How to Create a Histogram with Plotly

Learn how to implement histograms in Python using the Plotly data visualization library.

Jan 12, 2023 · 12 min read

Histograms are popular graphical displays of data points organized into specified ranges. We typically see them in statistics, used to display the amount of a specific type of variable that appears within a certain range. For example, your old math teacher may have used a histogram to visualize the number of marks obtained for all the people in your class.

Figure 1: An example Histogram displaying the distribution of marks for a class.

[Source: Example Histogram with Matplotlib]

Their distinctive bars of varying heights resemble the aesthetics of bar charts, except histograms are used to visualize quantitative data instead of categorical data – which is the case for bar charts.

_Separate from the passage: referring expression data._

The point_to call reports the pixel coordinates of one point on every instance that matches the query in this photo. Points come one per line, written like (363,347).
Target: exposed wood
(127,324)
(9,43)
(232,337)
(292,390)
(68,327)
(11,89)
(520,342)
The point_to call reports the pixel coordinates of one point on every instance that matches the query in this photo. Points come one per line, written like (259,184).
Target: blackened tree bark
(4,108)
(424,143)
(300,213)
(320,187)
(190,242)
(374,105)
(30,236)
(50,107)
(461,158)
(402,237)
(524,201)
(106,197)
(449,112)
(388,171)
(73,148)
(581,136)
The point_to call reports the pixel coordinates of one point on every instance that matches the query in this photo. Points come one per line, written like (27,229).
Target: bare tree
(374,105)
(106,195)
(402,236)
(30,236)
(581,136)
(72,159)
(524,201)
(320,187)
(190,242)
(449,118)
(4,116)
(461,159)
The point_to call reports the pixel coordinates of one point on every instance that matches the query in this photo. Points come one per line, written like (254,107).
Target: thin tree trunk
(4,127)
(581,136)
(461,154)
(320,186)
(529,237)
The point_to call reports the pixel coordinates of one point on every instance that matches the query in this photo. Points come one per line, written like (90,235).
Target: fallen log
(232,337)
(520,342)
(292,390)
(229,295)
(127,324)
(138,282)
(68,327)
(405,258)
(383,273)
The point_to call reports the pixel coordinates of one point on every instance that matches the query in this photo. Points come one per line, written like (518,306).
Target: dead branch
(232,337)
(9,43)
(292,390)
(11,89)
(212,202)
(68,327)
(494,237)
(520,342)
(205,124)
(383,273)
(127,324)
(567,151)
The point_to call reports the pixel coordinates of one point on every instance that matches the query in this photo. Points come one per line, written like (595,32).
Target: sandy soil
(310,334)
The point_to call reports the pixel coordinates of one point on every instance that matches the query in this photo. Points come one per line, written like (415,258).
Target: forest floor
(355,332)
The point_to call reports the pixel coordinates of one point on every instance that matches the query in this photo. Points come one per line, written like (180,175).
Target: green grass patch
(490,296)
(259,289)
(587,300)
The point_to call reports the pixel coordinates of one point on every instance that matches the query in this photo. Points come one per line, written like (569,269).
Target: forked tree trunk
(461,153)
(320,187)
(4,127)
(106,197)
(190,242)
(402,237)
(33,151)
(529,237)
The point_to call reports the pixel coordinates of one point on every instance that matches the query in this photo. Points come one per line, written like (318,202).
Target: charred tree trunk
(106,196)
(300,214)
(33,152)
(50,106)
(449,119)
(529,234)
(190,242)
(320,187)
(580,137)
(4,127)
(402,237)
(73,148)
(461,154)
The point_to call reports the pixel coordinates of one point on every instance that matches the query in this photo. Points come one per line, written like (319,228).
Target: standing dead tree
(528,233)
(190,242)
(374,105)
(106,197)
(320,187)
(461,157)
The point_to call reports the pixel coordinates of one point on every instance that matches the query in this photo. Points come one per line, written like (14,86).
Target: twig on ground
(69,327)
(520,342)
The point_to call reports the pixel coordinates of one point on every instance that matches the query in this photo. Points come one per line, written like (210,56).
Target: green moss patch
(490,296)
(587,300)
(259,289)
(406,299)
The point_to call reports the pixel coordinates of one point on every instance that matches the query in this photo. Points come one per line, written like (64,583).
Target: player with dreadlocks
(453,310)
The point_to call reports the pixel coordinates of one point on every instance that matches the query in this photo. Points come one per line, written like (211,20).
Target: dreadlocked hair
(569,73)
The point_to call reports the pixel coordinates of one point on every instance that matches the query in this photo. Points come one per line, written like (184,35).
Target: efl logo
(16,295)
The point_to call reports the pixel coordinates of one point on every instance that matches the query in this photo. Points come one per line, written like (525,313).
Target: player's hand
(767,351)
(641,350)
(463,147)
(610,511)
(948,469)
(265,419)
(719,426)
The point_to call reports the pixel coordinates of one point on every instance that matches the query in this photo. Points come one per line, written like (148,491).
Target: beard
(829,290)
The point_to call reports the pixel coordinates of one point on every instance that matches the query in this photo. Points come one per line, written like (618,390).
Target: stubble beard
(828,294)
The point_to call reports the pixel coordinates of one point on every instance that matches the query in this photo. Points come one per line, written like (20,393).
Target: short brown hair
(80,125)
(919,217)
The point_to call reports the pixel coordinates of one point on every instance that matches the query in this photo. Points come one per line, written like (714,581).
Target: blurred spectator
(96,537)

Generally, numerical data visualized in histograms are continuous, meaning they have infinite values. Attempting to plot the values of continuous variables is often impractical. Histograms mitigate this issue by grouping several data points into logical ranges (known as bins) and allowing them to be visualized.

In this tutorial, we will cover how to implement histograms in Python using the Plotly data visualization library. We will also touch on different ways to customize your Plotly histogram and why data visualization is important in the first place.

Check out this DataLab workbook to follow along with the code in this tutorial.

The Importance of Data Visualization in Data Analysis

No business can claim it will not benefit from understanding its data better. The role of data analysis is to help businesses optimize their performance and improve their bottom line; this science spans its wings to all fields where data exists since insight is generally regarded as leverage.

Data visualizations are the graphical representations analysts use to represent information and data. Its purpose is to summarize data to be presented in an easily understandable format, highlighting vital lessons from the data to its readers.

In other words, businesses use data visualizations to aid in rapidly identifying data trends which would otherwise be difficult without visual assistance. Graphical representations make it easy to communicate information in a manner that is universal, fast, and effective.

An Introduction to Plotly

Plotly is an interactive, open-source data visualization library for Python and R written in JavaScript. For this article, we will focus on Plotly Python, occasionally referred to as “plotly.py,” to distinguish it from its JavaScript counterpart.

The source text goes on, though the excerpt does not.